I met up with my friend yesterday. We haven’t seen each other in 5 months and contact has been hit and miss.
She split up with her long term partner 10months ago and has been living a wild single life. Her social media is full of happiness or so it seemed.
I have sent the odd text and have sometimes got blanked and she didn’t let on she felt low or sad ect.
When I told her yday she’s kind of disappeared she blamed the whole thing on me. Said I wasn’t there for her, I didn’t text or call and she felt a burden around my house??
When I called her out on it she couldn’t give me a reason why she felt this way. When I showed her I had text her and she had blanked me all I got was oh!
I am pissed off with her. This past 6 months have been rough I had a bereavement, a car accident and surgery where I was bed bound for a month and she never text or rang me once! When I told her this she went I’ve been having the time from hell?
But when I said yeah but my grandmother died? And you didn’t message her response was you didn’t message me?
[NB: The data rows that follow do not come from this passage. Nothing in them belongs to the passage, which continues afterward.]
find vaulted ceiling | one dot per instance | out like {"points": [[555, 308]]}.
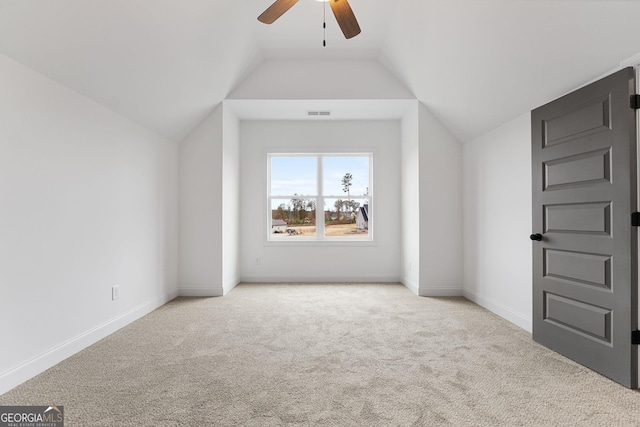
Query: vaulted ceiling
{"points": [[166, 64]]}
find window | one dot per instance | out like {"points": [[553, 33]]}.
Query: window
{"points": [[319, 197]]}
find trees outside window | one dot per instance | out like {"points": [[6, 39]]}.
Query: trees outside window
{"points": [[337, 185]]}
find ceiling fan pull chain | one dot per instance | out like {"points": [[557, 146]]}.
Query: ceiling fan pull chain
{"points": [[324, 25]]}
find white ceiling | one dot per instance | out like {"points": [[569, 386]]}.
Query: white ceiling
{"points": [[474, 63]]}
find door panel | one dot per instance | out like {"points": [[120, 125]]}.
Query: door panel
{"points": [[584, 191]]}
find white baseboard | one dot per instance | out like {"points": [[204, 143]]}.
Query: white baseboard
{"points": [[319, 279], [217, 291], [501, 310], [228, 287], [409, 284], [38, 364], [440, 291]]}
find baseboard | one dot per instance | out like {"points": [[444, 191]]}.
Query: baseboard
{"points": [[412, 286], [38, 364], [499, 309], [216, 291], [440, 291], [228, 287]]}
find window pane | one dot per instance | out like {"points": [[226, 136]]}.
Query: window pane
{"points": [[293, 175], [348, 176], [346, 218], [295, 217]]}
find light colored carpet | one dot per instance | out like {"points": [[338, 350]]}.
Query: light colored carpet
{"points": [[325, 355]]}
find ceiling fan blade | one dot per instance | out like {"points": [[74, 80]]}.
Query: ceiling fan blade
{"points": [[276, 10], [345, 17]]}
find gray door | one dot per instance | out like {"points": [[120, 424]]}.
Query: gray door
{"points": [[584, 192]]}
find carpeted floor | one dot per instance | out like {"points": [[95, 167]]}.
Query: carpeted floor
{"points": [[325, 355]]}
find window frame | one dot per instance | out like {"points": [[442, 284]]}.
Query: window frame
{"points": [[319, 198]]}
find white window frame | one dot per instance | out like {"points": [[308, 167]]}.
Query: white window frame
{"points": [[319, 198]]}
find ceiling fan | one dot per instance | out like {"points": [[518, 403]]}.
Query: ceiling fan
{"points": [[341, 9]]}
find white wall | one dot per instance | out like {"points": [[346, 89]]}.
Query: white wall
{"points": [[441, 251], [326, 261], [230, 200], [209, 206], [321, 79], [88, 201], [201, 209], [410, 201], [497, 221]]}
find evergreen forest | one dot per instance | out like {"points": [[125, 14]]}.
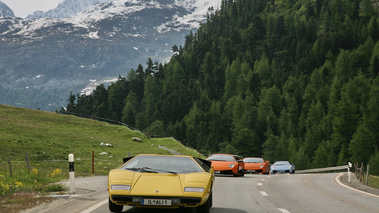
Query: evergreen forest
{"points": [[289, 80]]}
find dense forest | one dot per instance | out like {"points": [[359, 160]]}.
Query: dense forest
{"points": [[284, 79]]}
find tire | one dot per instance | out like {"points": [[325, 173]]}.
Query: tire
{"points": [[243, 172], [114, 207], [205, 208]]}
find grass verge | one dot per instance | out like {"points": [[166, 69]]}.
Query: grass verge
{"points": [[46, 139]]}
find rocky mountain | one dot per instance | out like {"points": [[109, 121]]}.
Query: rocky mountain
{"points": [[43, 60], [66, 9], [5, 10]]}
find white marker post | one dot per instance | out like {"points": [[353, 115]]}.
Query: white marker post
{"points": [[348, 171], [72, 173]]}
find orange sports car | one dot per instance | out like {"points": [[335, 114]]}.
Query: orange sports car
{"points": [[227, 164], [256, 165]]}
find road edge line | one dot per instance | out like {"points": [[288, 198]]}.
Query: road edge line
{"points": [[96, 206], [351, 188]]}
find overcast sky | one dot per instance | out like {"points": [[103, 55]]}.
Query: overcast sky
{"points": [[22, 8]]}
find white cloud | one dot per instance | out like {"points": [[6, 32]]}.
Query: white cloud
{"points": [[23, 8]]}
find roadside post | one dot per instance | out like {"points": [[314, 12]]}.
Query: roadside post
{"points": [[348, 171], [72, 173]]}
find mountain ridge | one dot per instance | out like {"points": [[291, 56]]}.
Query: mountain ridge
{"points": [[104, 41]]}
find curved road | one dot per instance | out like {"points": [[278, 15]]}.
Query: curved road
{"points": [[297, 193]]}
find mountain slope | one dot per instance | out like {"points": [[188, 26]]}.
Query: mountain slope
{"points": [[66, 9], [295, 80], [5, 10], [43, 60]]}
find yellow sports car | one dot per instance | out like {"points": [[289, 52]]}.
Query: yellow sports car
{"points": [[162, 181]]}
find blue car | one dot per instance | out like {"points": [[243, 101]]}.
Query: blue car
{"points": [[282, 167]]}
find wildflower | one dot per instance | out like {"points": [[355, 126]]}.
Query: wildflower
{"points": [[56, 172], [35, 171], [19, 184]]}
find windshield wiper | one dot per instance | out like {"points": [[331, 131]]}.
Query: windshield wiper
{"points": [[151, 170], [143, 169]]}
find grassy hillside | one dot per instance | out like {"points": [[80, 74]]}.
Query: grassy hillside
{"points": [[48, 139], [51, 136]]}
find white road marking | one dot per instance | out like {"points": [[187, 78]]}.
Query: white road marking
{"points": [[339, 182], [94, 207], [284, 210]]}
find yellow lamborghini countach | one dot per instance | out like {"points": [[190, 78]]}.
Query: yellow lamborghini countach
{"points": [[162, 181]]}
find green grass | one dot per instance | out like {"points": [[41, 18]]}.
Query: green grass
{"points": [[48, 138], [373, 181]]}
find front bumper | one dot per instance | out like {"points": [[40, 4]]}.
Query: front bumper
{"points": [[225, 172], [281, 171], [176, 202]]}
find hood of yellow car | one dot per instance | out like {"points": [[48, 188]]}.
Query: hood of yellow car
{"points": [[157, 184]]}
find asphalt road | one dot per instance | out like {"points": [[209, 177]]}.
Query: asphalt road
{"points": [[299, 193]]}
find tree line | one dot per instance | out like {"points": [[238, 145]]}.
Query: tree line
{"points": [[287, 80]]}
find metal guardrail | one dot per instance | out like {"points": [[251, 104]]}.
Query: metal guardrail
{"points": [[328, 169]]}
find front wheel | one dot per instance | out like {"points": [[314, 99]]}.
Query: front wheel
{"points": [[243, 172], [205, 208], [114, 207]]}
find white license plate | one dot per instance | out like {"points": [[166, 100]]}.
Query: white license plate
{"points": [[156, 202]]}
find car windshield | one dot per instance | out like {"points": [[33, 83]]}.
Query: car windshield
{"points": [[253, 160], [221, 158], [281, 163], [162, 164]]}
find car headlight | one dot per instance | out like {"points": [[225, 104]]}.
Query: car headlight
{"points": [[194, 189], [120, 187]]}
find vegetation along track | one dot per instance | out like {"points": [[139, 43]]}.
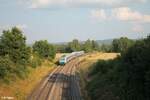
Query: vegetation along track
{"points": [[61, 84]]}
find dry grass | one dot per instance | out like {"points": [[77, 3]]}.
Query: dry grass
{"points": [[86, 62], [58, 55], [21, 88]]}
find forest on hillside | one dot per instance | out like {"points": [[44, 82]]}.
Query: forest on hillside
{"points": [[124, 78]]}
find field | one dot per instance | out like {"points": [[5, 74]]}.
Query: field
{"points": [[21, 88]]}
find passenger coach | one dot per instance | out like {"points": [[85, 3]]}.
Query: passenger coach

And then I went yes but someone DIED!! And you didn’t message. 
she moved house and didn’t tell me about it because it was all hush but then was annoyed because I haven’t came to see her or ask about it?
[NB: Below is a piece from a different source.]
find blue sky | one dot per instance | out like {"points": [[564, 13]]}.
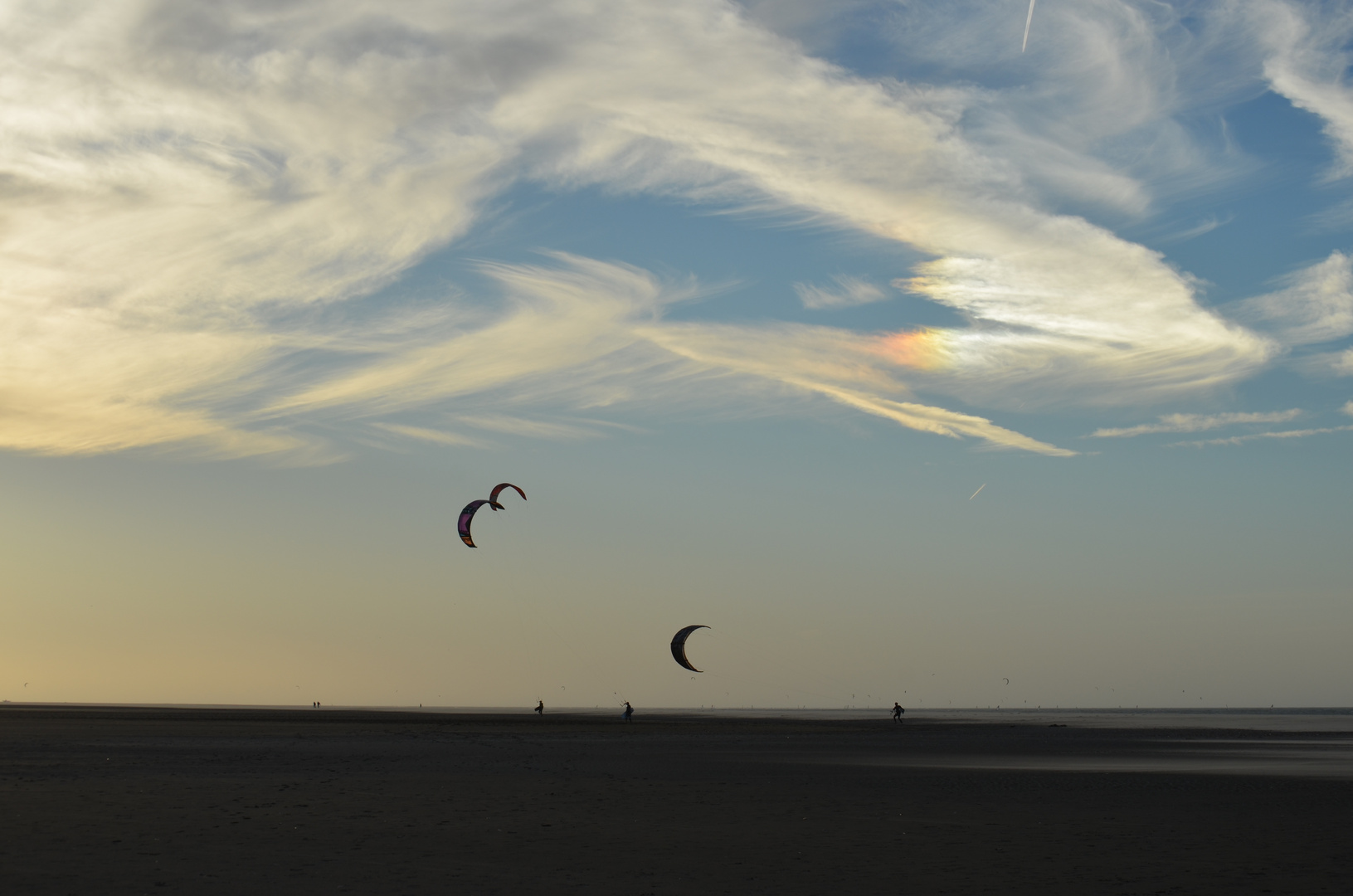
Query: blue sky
{"points": [[747, 298]]}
Yes- I am annoyed too because you’ve kept it a secret... why? You don’t keep secrets from friends.
I can’t visit if you don’t tell me where it is?
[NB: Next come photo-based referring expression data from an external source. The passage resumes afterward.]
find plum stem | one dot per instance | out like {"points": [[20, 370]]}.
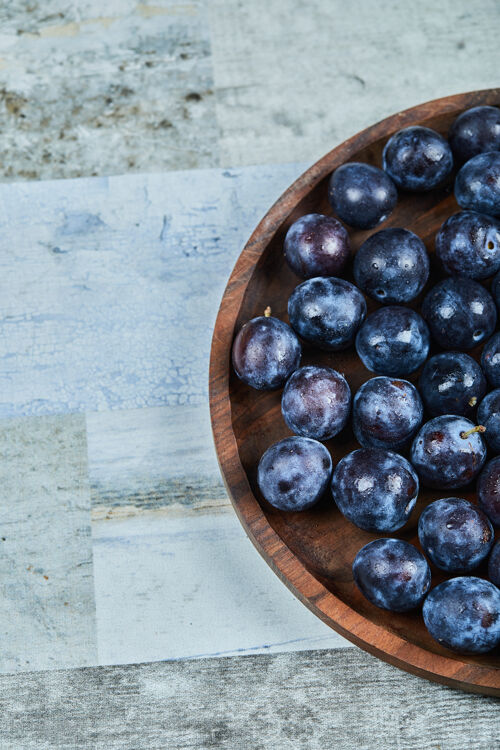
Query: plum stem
{"points": [[478, 428]]}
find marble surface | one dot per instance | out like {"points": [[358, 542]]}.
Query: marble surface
{"points": [[121, 283], [88, 88], [167, 84], [47, 608], [186, 585]]}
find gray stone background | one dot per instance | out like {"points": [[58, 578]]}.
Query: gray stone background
{"points": [[117, 542], [100, 88]]}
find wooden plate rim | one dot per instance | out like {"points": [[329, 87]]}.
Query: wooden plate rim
{"points": [[450, 670]]}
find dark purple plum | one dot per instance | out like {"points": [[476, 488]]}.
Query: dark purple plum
{"points": [[490, 360], [392, 574], [494, 565], [392, 266], [455, 535], [446, 452], [495, 289], [393, 341], [265, 353], [386, 413], [317, 245], [451, 383], [417, 158], [475, 131], [477, 185], [293, 474], [464, 614], [327, 312], [316, 402], [488, 490], [375, 489], [361, 195], [460, 313], [488, 415], [468, 244]]}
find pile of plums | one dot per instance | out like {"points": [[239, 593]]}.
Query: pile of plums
{"points": [[376, 487]]}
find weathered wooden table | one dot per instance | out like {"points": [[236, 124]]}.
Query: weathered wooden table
{"points": [[134, 613]]}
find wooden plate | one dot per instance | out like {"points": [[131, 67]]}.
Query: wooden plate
{"points": [[312, 551]]}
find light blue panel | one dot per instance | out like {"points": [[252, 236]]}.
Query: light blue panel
{"points": [[47, 608], [152, 457], [110, 287]]}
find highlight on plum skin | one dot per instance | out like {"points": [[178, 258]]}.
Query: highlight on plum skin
{"points": [[317, 245], [455, 534], [392, 266], [464, 614], [293, 473], [316, 402], [392, 574], [448, 452], [386, 413], [265, 353], [327, 312], [375, 489]]}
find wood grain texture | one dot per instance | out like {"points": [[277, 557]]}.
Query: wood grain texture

Now I know she hasn’t messaged since because she’s been annoyed with me. Then it was her godchilds birthday and she didn’t get him a card or a present. And that really was low in my eyes as a child doesn’t deserve to be bought into it. Her excuse was that she knew there was awkwardness between us and she didn’t want to come round the house.
I’m sorry But I don’t feel I am in the wrong. Yeah I could of messaged more but someone who portrays a perfect life on social media and on text message was clearly hurting behind the scenes. I told her I am not a mind reader.
It ended with me apologising but her not. She felt apologies wasn’t needed. But I feel really annoyed to think everything was blamed on me. AIBU?